3. Microservices Thinking
I also examined at how all four methods for asking “How’s the surf?” did their work, in addition to the two new methods. Developing software by breaking the modules in an application into loosely coupled services is now one of the more popular trends in software architecture. Developers designed these so-called microservices to perform very fine-grained functions with little or no dependencies on other services in the system.
An application stitches together these microservices using lightweight messaging protocols to develop and scale the microservices independently. With this microservices thinking in mind, the original Alexa Skill leveraged several Python methods to answer the question. A request calls these methods, which get funneled through AWS Lambda.
When adding the two new methods (Text Messaging and Telephone Calls), I had a design goal to reuse all of the Python methods I developed previously. Conceptually, the only new code needed should be limited to the specifics of the new interfaces (Text Messaging and Telephone Calls). In that respect, I succeeded, mostly.

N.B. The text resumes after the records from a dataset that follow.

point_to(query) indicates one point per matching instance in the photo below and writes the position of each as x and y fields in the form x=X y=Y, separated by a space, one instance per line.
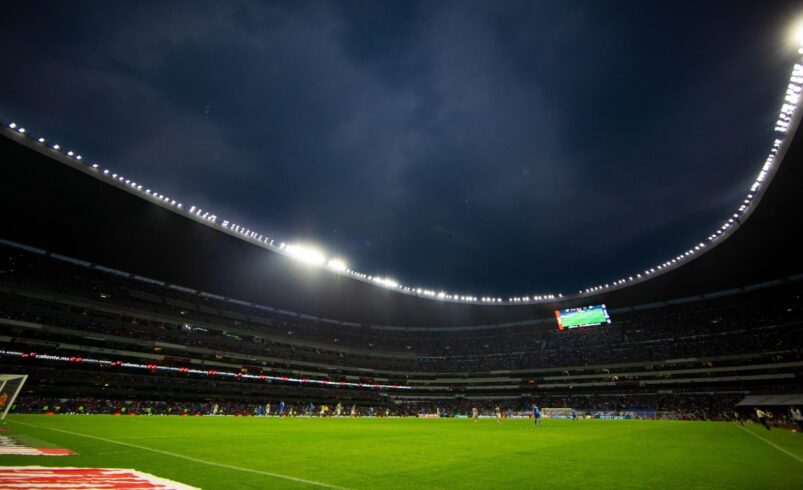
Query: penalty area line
x=188 y=458
x=779 y=448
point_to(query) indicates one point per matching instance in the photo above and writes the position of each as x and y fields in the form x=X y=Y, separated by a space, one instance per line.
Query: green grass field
x=247 y=452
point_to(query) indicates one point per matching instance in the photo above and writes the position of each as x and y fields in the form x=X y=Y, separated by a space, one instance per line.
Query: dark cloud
x=504 y=148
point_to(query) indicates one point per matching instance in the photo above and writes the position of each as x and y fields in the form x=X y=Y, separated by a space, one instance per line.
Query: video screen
x=582 y=317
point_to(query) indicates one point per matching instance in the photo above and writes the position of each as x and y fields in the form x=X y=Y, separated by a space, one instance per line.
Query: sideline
x=779 y=448
x=190 y=458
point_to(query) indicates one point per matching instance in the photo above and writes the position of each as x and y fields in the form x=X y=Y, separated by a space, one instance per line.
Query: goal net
x=558 y=413
x=10 y=387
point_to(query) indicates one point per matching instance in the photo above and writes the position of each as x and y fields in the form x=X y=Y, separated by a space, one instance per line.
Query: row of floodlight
x=313 y=256
x=307 y=254
x=789 y=107
x=202 y=372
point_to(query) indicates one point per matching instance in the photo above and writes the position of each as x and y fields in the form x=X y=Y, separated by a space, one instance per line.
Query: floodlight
x=306 y=254
x=337 y=265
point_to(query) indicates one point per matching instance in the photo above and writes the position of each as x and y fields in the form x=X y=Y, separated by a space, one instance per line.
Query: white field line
x=779 y=448
x=189 y=458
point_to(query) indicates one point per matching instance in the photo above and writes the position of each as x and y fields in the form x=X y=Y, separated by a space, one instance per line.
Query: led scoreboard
x=582 y=317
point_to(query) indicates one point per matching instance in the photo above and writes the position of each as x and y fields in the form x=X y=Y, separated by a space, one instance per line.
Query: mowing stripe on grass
x=779 y=448
x=188 y=458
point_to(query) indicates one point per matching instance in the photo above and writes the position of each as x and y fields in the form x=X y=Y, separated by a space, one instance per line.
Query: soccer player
x=796 y=417
x=762 y=418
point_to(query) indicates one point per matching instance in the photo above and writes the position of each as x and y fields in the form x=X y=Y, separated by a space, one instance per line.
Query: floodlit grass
x=242 y=452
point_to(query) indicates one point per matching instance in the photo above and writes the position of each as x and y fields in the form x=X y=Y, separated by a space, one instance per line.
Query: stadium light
x=306 y=254
x=338 y=265
x=313 y=256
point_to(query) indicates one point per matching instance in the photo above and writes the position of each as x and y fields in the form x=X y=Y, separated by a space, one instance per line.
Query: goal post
x=10 y=387
x=557 y=413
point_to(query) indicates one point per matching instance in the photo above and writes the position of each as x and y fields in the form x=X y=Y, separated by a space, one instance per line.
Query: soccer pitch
x=250 y=452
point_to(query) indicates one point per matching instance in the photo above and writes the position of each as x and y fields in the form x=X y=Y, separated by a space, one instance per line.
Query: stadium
x=147 y=342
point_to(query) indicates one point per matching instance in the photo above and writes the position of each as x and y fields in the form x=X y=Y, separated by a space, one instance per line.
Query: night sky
x=482 y=147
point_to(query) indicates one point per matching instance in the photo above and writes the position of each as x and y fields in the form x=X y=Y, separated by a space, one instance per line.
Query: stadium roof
x=56 y=206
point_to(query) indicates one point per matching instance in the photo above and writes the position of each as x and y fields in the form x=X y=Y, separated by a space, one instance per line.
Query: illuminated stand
x=10 y=387
x=783 y=129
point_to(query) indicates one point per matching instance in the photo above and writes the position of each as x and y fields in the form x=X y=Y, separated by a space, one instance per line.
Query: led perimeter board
x=582 y=317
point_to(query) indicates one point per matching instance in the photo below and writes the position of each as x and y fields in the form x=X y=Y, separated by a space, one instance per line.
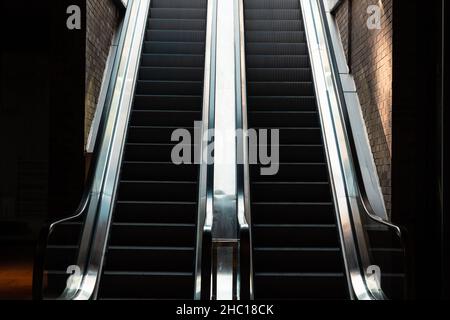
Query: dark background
x=42 y=90
x=41 y=124
x=420 y=152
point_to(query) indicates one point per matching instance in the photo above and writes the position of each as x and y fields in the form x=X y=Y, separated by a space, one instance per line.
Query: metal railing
x=245 y=282
x=203 y=263
x=353 y=204
x=98 y=199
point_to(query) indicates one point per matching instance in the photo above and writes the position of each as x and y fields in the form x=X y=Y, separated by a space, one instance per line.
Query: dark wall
x=67 y=83
x=417 y=140
x=42 y=109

The diagram in Figure 5 illustrates how I brought all of the AWS components together to provide a seamless Alexa and Lex experience.
Not surprisingly, a lot has changed in the technology world in only a couple of years. Hopefully, this blog has shown the improvements made around Voice Assistants, Chatbots, the Cloud, and Serverless Computing.
By bringing all of those pieces together, I managed the following:
- Reused my existing Alexa Skill to create a Chatbot hosted in Facebook Messenger
- Re-architected my Alexa Skill handler to use Lambda, an AWS Serverless technology, thereby ridding me of the cost and complexity of maintaining a web server
- Added a text messaging interface through Amazon Pinpoint that uses the same Lambda used by the previous interfaces
- Added a telephone interface through Amazon Connect that uses the same Lambda used by the previous interfaces
I did all of the above without needing a data center or much money. My AWS bill for the month was less than $1 – including all of the components described in this blog and my entire personal web site! I hope these steps help you try your hand at improving or upgrading your own chatbots.